= Patricia Rowbotham =

Patricia A. Rowbotham, (born Dec. 8, 1953) is a Canadian judge who was a Justice at the Alberta Court of Appeal in Calgary, Alberta, Canada. She served in the Court from 1999 to 2024, when she retired.

== Education and early career ==
She earned an LL.B. in 1981 from the Faculty of Law at the University of Calgary and an LL.M. from Cambridge University in 1984.

After law school, Rowbotham clerked at the Supreme Court of Canada with Ronald Martland and Bertha Wilson. She then was a bencher of the Law Society of Alberta.
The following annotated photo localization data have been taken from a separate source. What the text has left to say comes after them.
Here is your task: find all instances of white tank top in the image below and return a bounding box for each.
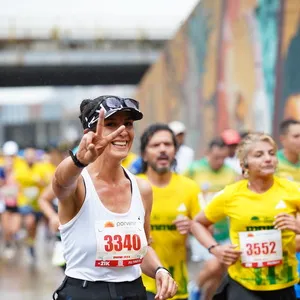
[60,168,148,282]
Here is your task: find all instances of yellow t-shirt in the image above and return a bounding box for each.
[204,177,300,291]
[139,173,201,299]
[121,152,138,169]
[15,161,51,211]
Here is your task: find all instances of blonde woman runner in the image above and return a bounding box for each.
[192,133,300,300]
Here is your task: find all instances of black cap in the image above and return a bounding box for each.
[103,104,143,121]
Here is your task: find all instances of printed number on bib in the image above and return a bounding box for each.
[95,219,148,268]
[104,234,141,252]
[239,229,282,268]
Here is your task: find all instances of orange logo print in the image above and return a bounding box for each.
[104,221,114,227]
[247,233,254,237]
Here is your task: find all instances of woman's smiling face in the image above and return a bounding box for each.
[102,111,135,160]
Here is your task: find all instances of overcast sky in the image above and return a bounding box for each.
[0,0,199,38]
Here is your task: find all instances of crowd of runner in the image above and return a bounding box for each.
[1,95,300,300]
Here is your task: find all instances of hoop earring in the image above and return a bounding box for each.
[243,169,249,178]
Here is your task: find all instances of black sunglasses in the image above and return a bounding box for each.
[99,96,139,112]
[85,96,141,129]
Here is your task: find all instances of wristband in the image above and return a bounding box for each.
[155,266,171,277]
[69,150,88,168]
[208,244,219,253]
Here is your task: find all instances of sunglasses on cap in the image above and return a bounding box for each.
[85,96,143,129]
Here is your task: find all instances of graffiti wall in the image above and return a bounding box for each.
[135,0,300,156]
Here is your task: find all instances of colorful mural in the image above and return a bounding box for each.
[135,0,300,156]
[274,0,300,137]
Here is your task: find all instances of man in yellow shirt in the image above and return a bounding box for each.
[138,123,200,300]
[16,148,48,262]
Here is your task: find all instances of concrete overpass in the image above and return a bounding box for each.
[0,38,163,86]
[0,37,165,147]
Rowbotham became a litigator at Blake, Cassels & Graydon LLP.

== Judicial career ==
She was first appointed to the judiciary as a judge at the Alberta Court of Queen's Bench by Anne McLellan on June 9, 1999. On June 1, 2007, Prime Minister Stephen Harper appointed Madame Justice Patricia Rowbotham to the Alberta Court of Appeal. In addition to being a Justice of the Alberta Court of Appeal, on the recommendation of the Minister of Justice, Patricia Rowbowtham was also appointed Judge of the Court of Appeal of the Northwest Territories, of the Court of Appeal of Nunavut, and member ex-officio of the Alberta Court of Queen's Bench.

In September 2024, Rowbotham retired after over seventeen years with the Court. She was a member of the Court of King’s Bench from 1999 to 2007.

== Professional Activities ==
Rowbotham was on the board of the Legal Education Society of Alberta.

== Honors and awards ==
In 2002, Patricia Rowbotham received Queen Elizabeth II's Golden Jubilee Medal from the Governor General of Canada.

In 2011, Rowbotham received the University of Calgary's Arch Award, in the category of Distinguished Alumni Award.

She received the 2017 Lifetime Achievement Award from the 2017 Women In Law Leadership (WILL) Awards, presented by the Association of Women Lawyers (AWL) and The Counsel Network (TCN).